Scientific classification
- Kingdom: Animalia
- Phylum: Chordata
- Class: Aves
- Order: Piciformes
- Family: Lybiidae
- Genus: Lybius
- Species: L. undatus
- Binomial name: Lybius undatus (Rüppell, 1837)
- Subspecies: L. u. thiogaster - Neumann, 1903; L. u. undatus - (Rüppell, 1837); L. u. leucogenys - (Blundell & Lovat, 1899); L. u. salvadorii - Neumann, 1903;

= Banded barbet =

- Genus: Lybius
- Species: undatus
- Authority: (Rüppell, 1837)
- Conservation status: LC

Species of bird

The banded barbet (Lybius undatus) is a species of bird in the family Lybiidae. It is found in Eritrea and Ethiopia.

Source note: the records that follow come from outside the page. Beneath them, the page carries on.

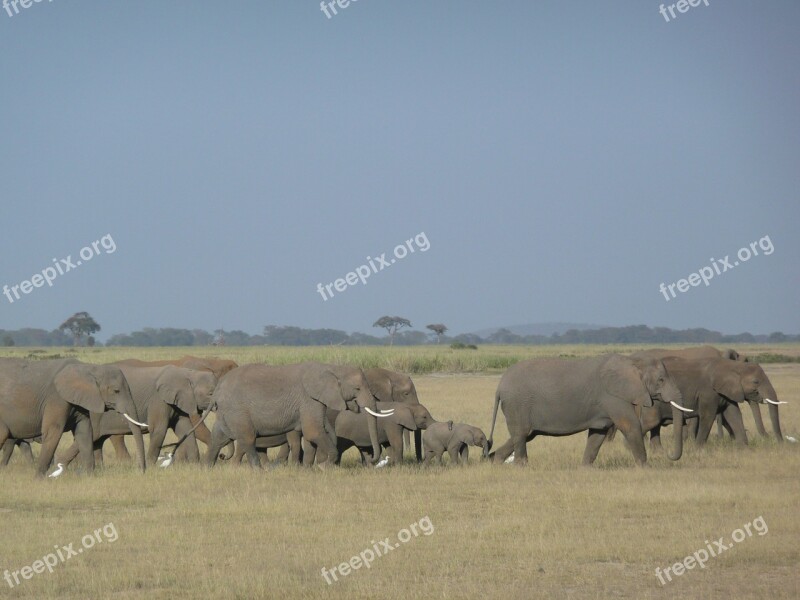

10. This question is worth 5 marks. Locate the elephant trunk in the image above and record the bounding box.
[356,386,381,464]
[667,404,683,460]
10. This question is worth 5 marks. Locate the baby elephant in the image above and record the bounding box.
[422,421,486,465]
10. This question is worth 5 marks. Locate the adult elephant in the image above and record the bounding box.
[0,438,35,467]
[324,402,436,465]
[486,354,683,465]
[642,356,776,446]
[207,362,392,468]
[260,367,422,463]
[59,365,217,465]
[631,346,783,442]
[110,355,239,460]
[0,358,145,476]
[364,367,422,462]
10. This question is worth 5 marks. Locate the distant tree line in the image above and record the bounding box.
[0,324,800,346]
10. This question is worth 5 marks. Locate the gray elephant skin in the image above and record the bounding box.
[59,365,217,465]
[641,356,777,448]
[422,421,489,465]
[364,367,422,462]
[207,362,380,468]
[0,358,145,476]
[489,354,683,465]
[631,346,783,442]
[330,402,435,465]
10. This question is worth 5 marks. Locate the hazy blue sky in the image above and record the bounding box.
[0,0,800,339]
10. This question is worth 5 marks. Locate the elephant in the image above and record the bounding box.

The little-known banded barbet is very widely distributed throughout Ethiopia between 300 and 2400 metres (1000–8000 feet). Although the numbers and abundance of this species have not been determined, it seems to vary from being uncommon in the north-west and cast to locally common elsewhere in the country, living singly or in pairs in trees near water.

==Taxonomy==
The banded barbet is somewhat of a mystery bird that has been placed in the genus Lybius for the time being. It could represent an evolutionary link between the sister genera Tricholaema and Lybius.

==Description==
This barbet is approximately 20–25 cm long, stocky-looking, with a large head and a heavy bill with the bristles that the Lybius species is known for. It has been reported to eat insects (beetles) and the fruit of fig trees. The barbet has been described also to hawk insects like a flycatcher and to hang from a branch upside down like a tit. Its call notes are metallic and it produces also a "gr-gr-grgrgr..." in rising tempo. The barbet has been reported to nest in a hole in a branch of a tree or in a tree or in a stump. This barbet lays approximately two to four eggs when reproducing and those eggs incubate for 13–15 days. Both the parents share the parental nesting responsibilities.